The first shipment of Vermont Holsteins and Jersey heifers was brokered by Florida rancher John Parke Wright IV, a frequent visitor to Cuba and a vocal supporter for lifting the embargo. In an e-mail to the House Commerce Committee, Wright noted the work of the Brattleboro-based Holstein Association USA in Cuba. "For Vermont's point of view and behalf of the Holstein Association, we need two-way trade and travel with Cuba," Wright said. "I recommend that Vermont take leadership in this new trade opportunity." The U.S. Chamber of Commerce has called for ending the embargo – a position endorsed by the state organization.
"We have trading relationships with countries all over the world that have real or perceived problems as far as America is concerned," said Christopher Barbieri, interim president of the Vermont Chamber of Commerce. "Business is business and, frankly, business relationships tend to influence other aspects of the quality of life in countries." Barbieri also said it would be beneficial to Vermont to be out in front on the issue instead of waiting for political change to take place in Cuba.
In addition to trade, Burlington College has established a semester abroad program with the University of Havana. Last summer with the help of Sen.
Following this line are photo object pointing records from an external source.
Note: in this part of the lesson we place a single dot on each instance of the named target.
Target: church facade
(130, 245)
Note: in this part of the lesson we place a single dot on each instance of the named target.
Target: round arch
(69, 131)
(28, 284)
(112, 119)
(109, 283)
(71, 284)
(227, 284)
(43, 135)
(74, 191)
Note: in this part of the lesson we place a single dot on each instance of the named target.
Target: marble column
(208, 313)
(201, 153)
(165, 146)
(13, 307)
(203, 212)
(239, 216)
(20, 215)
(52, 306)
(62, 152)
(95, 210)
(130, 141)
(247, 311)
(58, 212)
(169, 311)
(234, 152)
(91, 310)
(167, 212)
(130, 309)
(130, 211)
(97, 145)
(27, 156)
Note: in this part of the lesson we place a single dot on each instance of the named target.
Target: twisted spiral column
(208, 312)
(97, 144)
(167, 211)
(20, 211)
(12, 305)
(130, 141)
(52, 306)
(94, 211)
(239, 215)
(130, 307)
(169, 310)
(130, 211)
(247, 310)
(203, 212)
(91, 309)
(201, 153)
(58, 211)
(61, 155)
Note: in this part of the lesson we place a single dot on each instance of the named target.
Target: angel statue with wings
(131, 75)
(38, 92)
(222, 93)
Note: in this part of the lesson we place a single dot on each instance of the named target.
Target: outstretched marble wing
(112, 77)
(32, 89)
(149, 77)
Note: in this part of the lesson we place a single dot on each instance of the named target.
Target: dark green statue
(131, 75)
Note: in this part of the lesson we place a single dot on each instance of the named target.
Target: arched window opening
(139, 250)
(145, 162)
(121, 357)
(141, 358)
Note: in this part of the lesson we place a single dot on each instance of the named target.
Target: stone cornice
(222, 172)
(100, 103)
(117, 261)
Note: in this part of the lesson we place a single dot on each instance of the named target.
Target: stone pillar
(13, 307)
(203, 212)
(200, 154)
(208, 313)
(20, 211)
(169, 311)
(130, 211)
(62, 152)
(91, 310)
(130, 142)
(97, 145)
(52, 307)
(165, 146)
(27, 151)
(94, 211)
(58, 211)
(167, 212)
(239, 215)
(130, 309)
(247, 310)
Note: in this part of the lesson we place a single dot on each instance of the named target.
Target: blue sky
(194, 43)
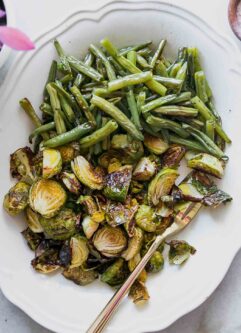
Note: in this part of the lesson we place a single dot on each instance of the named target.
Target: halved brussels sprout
(117, 183)
(144, 169)
(21, 165)
(52, 163)
(155, 145)
(67, 153)
(79, 251)
(139, 293)
(132, 263)
(134, 245)
(145, 218)
(71, 182)
(207, 163)
(61, 226)
(189, 192)
(116, 273)
(32, 219)
(32, 238)
(161, 185)
(87, 175)
(114, 165)
(117, 213)
(79, 276)
(173, 156)
(110, 241)
(156, 263)
(179, 251)
(129, 150)
(16, 200)
(89, 226)
(47, 262)
(47, 197)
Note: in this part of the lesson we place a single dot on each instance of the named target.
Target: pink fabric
(15, 39)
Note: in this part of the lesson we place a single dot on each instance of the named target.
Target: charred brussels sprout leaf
(117, 183)
(79, 276)
(207, 163)
(179, 252)
(71, 182)
(173, 156)
(161, 185)
(87, 175)
(134, 245)
(110, 241)
(89, 226)
(21, 165)
(155, 145)
(138, 293)
(62, 226)
(117, 213)
(33, 239)
(116, 273)
(129, 150)
(79, 251)
(47, 197)
(32, 219)
(145, 169)
(145, 218)
(52, 163)
(16, 200)
(156, 263)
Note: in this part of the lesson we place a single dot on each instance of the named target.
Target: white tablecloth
(221, 313)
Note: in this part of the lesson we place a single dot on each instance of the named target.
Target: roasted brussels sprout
(110, 241)
(161, 185)
(145, 218)
(173, 156)
(61, 226)
(207, 163)
(16, 200)
(52, 163)
(71, 182)
(156, 263)
(116, 273)
(32, 219)
(129, 150)
(87, 175)
(145, 169)
(33, 239)
(134, 245)
(79, 251)
(80, 276)
(47, 197)
(179, 251)
(117, 213)
(138, 293)
(47, 262)
(155, 145)
(89, 226)
(21, 165)
(117, 183)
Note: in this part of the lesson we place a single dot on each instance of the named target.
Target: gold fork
(182, 219)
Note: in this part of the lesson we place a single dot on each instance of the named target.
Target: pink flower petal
(2, 13)
(15, 39)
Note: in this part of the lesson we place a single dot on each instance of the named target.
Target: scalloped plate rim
(20, 60)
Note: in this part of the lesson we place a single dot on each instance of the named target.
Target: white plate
(59, 304)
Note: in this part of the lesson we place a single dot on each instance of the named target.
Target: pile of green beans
(134, 89)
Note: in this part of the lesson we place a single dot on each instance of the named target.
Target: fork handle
(105, 315)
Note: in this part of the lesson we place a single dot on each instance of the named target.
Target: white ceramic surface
(5, 52)
(57, 303)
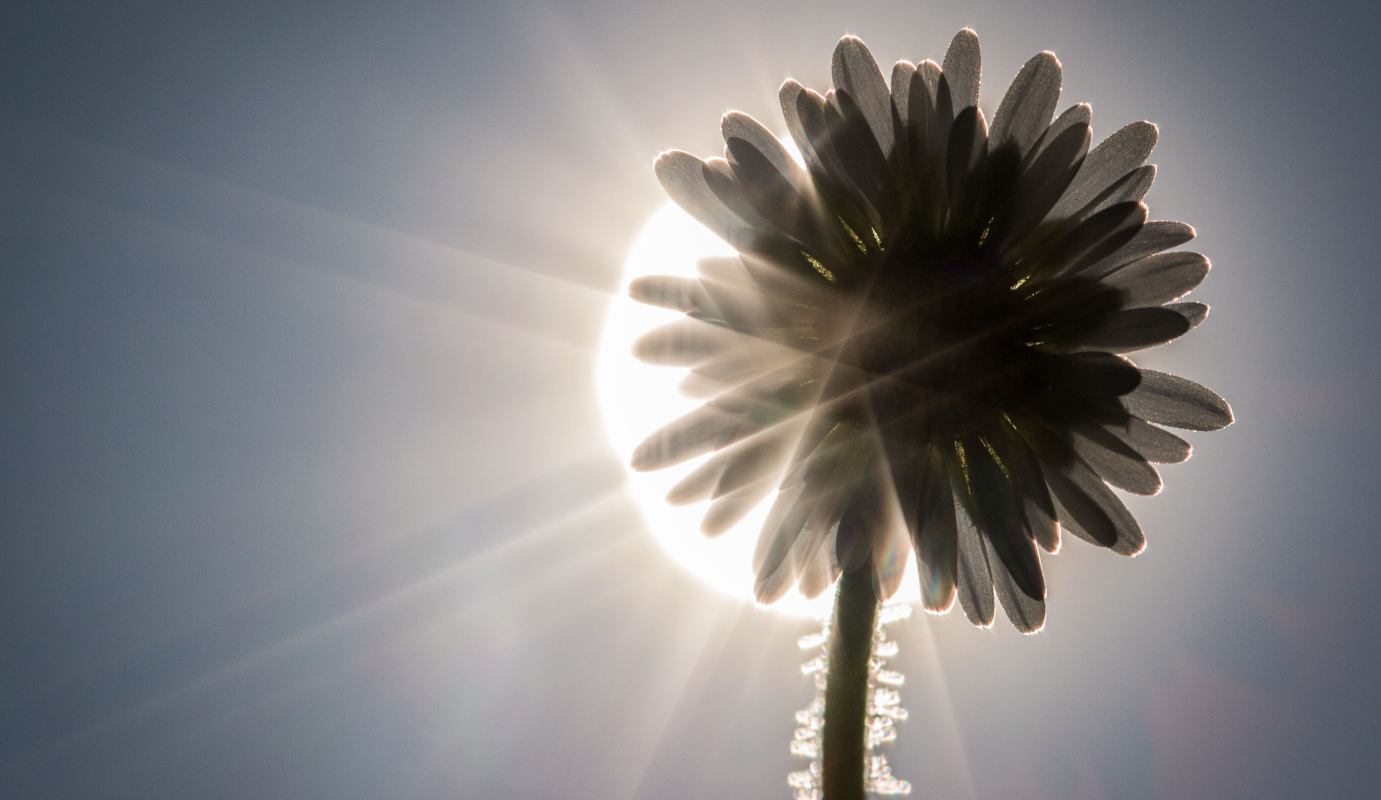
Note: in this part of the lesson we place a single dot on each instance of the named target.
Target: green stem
(845, 687)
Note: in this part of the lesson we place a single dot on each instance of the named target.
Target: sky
(305, 489)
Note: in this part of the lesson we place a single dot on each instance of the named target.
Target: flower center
(939, 346)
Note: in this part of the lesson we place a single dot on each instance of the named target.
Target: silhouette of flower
(920, 344)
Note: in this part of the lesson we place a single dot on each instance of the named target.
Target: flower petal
(1157, 278)
(667, 292)
(1025, 612)
(729, 510)
(855, 71)
(935, 535)
(682, 177)
(1178, 402)
(1090, 241)
(999, 516)
(1156, 445)
(1131, 329)
(1113, 460)
(1040, 187)
(1029, 102)
(1108, 162)
(963, 68)
(1075, 115)
(967, 155)
(1152, 238)
(1090, 510)
(1024, 470)
(1193, 312)
(974, 581)
(779, 534)
(1124, 189)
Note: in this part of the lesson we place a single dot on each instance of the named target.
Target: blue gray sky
(304, 489)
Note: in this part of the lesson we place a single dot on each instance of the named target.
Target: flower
(921, 341)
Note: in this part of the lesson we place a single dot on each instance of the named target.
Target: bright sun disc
(638, 398)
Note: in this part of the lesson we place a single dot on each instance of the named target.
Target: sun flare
(637, 398)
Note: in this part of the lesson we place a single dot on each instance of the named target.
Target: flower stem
(845, 690)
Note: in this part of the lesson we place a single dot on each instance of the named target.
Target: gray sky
(305, 492)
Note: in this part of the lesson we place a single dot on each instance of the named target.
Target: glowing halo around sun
(638, 398)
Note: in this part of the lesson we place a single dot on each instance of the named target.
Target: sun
(637, 398)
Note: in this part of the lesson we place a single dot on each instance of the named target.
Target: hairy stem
(845, 688)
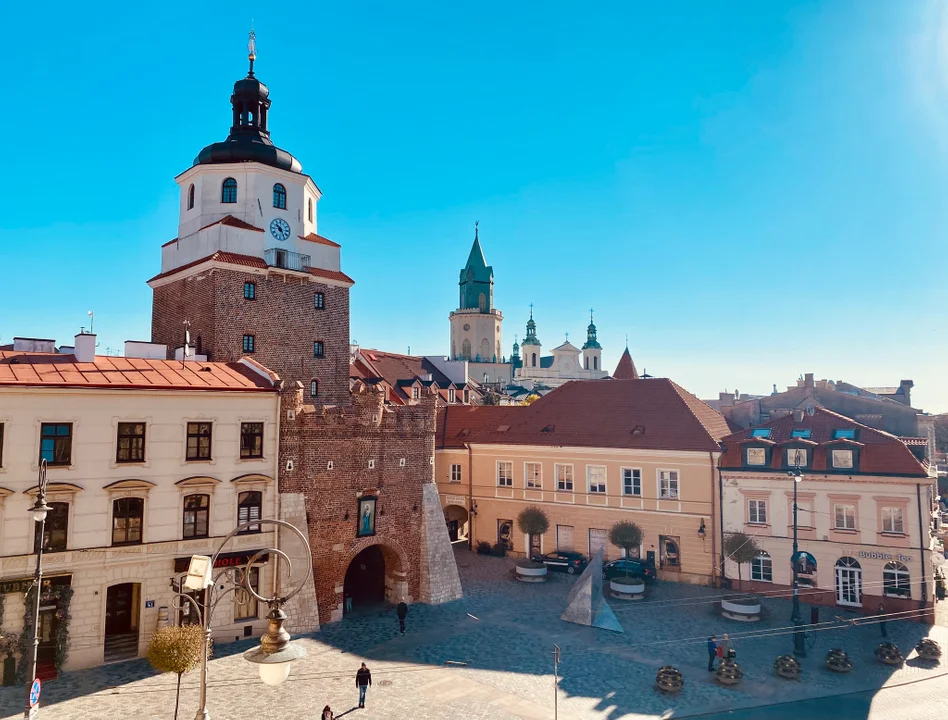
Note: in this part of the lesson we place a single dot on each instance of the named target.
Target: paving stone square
(490, 656)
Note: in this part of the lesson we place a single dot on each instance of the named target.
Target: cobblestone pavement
(503, 633)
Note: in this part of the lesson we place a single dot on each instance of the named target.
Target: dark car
(564, 561)
(633, 567)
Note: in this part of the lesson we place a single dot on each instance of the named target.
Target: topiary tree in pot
(741, 548)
Patrick Leahy, Lt. Gov. Brian Dubie and Wright, a group of Vermont and New Hampshire youth baseball players played a series of games outside of Havana. In the past, two nonprofit groups, Caribbean Medical Transport and Vermont Institute on the Caribbean, have done humanitarian work in Cuba.
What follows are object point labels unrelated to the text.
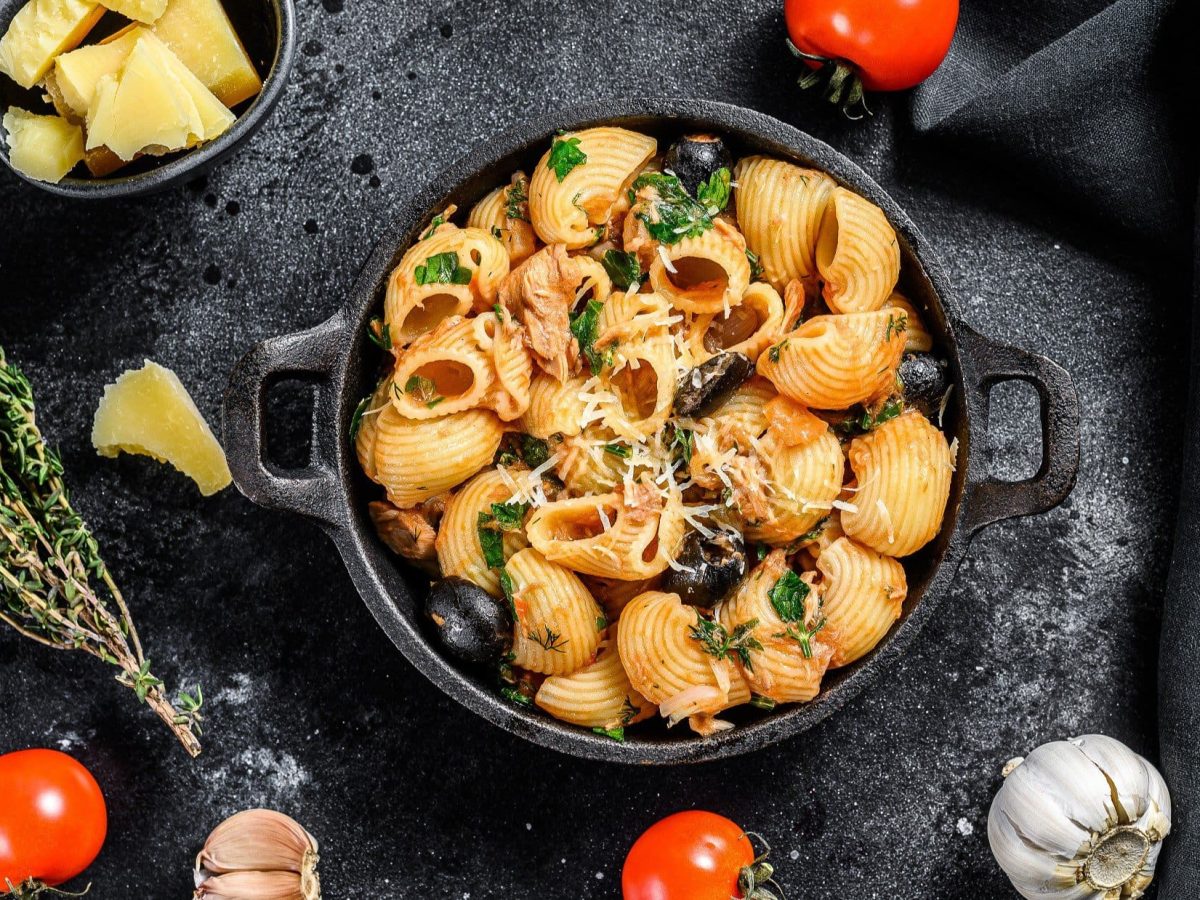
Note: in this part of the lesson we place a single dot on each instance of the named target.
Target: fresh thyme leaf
(423, 390)
(586, 328)
(357, 419)
(564, 156)
(438, 220)
(787, 597)
(714, 193)
(673, 214)
(534, 451)
(550, 641)
(491, 540)
(755, 265)
(443, 269)
(897, 325)
(623, 268)
(715, 641)
(54, 586)
(379, 333)
(514, 198)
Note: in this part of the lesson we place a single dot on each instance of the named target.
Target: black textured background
(1050, 628)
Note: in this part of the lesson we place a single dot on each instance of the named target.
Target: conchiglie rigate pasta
(595, 378)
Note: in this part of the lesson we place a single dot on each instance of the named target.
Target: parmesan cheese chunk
(148, 412)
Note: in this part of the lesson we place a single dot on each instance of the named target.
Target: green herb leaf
(623, 268)
(787, 597)
(586, 328)
(514, 199)
(673, 214)
(714, 193)
(564, 156)
(443, 269)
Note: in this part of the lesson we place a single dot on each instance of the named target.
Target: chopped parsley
(673, 214)
(564, 156)
(717, 642)
(623, 268)
(514, 197)
(379, 333)
(435, 223)
(586, 328)
(357, 419)
(755, 265)
(423, 390)
(714, 193)
(787, 597)
(443, 269)
(551, 641)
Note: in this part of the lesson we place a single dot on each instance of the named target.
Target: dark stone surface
(1050, 628)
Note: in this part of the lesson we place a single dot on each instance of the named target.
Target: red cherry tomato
(891, 43)
(691, 856)
(53, 819)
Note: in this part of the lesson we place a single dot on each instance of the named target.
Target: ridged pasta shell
(569, 211)
(558, 624)
(663, 660)
(712, 270)
(411, 473)
(459, 550)
(597, 696)
(780, 670)
(750, 328)
(903, 469)
(645, 531)
(863, 595)
(779, 209)
(412, 310)
(834, 361)
(857, 253)
(516, 234)
(804, 480)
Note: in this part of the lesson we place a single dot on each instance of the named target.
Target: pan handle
(989, 499)
(313, 491)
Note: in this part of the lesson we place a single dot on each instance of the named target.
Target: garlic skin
(258, 855)
(1080, 820)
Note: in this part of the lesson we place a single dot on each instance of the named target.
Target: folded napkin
(1087, 102)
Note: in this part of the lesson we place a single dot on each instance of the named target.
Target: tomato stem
(843, 85)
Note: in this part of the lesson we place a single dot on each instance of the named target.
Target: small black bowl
(268, 29)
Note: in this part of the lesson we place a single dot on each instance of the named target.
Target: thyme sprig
(54, 587)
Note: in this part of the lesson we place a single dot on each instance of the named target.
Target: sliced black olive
(923, 377)
(695, 157)
(709, 384)
(473, 625)
(713, 565)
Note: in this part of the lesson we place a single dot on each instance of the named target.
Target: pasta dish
(660, 427)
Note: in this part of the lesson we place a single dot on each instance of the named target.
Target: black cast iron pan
(342, 363)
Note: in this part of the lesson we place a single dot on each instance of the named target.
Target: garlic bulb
(258, 855)
(1080, 820)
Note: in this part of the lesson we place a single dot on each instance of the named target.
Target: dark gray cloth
(1083, 106)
Dubie has testified before the commerce committee as it considers the advisory resolution and said the measure is worth lawmakers' effort. Vermont's input, Dubie said, may embolden a new presidential administration that has already moved to relax travel to the island by Cuban-Americans. Obama has also indicated a willingness to further improve relations with the communist regime by relaxing travel for all U.S. citizens.
"World peace starts first in the family, next in the country and then next with your neighbors," Dubie said. "Cuba's a neighbor. And this is an opportunity." Rep. Warren Kitzmiller, a Montpelier Democrat and chairman of the House Committee on Commerce, said he's unsure yet whether the resolution will make it out of his committee for a full floor vote.
"I'm not sure my committee is unanimously anxious to deal with this," Kitzmiller said. "I'm certain I could pass it out on a split vote, but I'm not at all sure I want to do that." Still, he said he thinks it's appropriate for Vermont to insinuate itself into the national debate. "I'm of the opinion that the Cuba embargo has long since used up whatever original purpose or value it may have had. Now I think it's just punitive," Kitzmiller said. "Cuba could desperately use better relations with the United States, and I think Vermont stands to gain from that as well."
For Vilaseca, the issue hits literally close to home. The sooner the U.S. engages fully with Cuba, he told lawmakers, the sooner the Cuban people will realize economic prosperity and social justice.
"Everyone I know there is struggling in Cuba, and part of that struggle is not having a market for their products," Vilaseca said. "Everyone I speak to there, everyone asks 'Why are you doing this to us? Why are you hurting regular people?'"
JG: This excellent article about Vermont's growing trade with the Caribbean island reinforces the true fact that the failed Cuba embargo does not hurt the Cuban government, it hurts the Cuban people. It is time to put the cowboy policies of George W. Bush where they belong: in the garbage receptacle. Trade is very beneficial to the peoples of our two countries. Friendship YES, confrontation NO!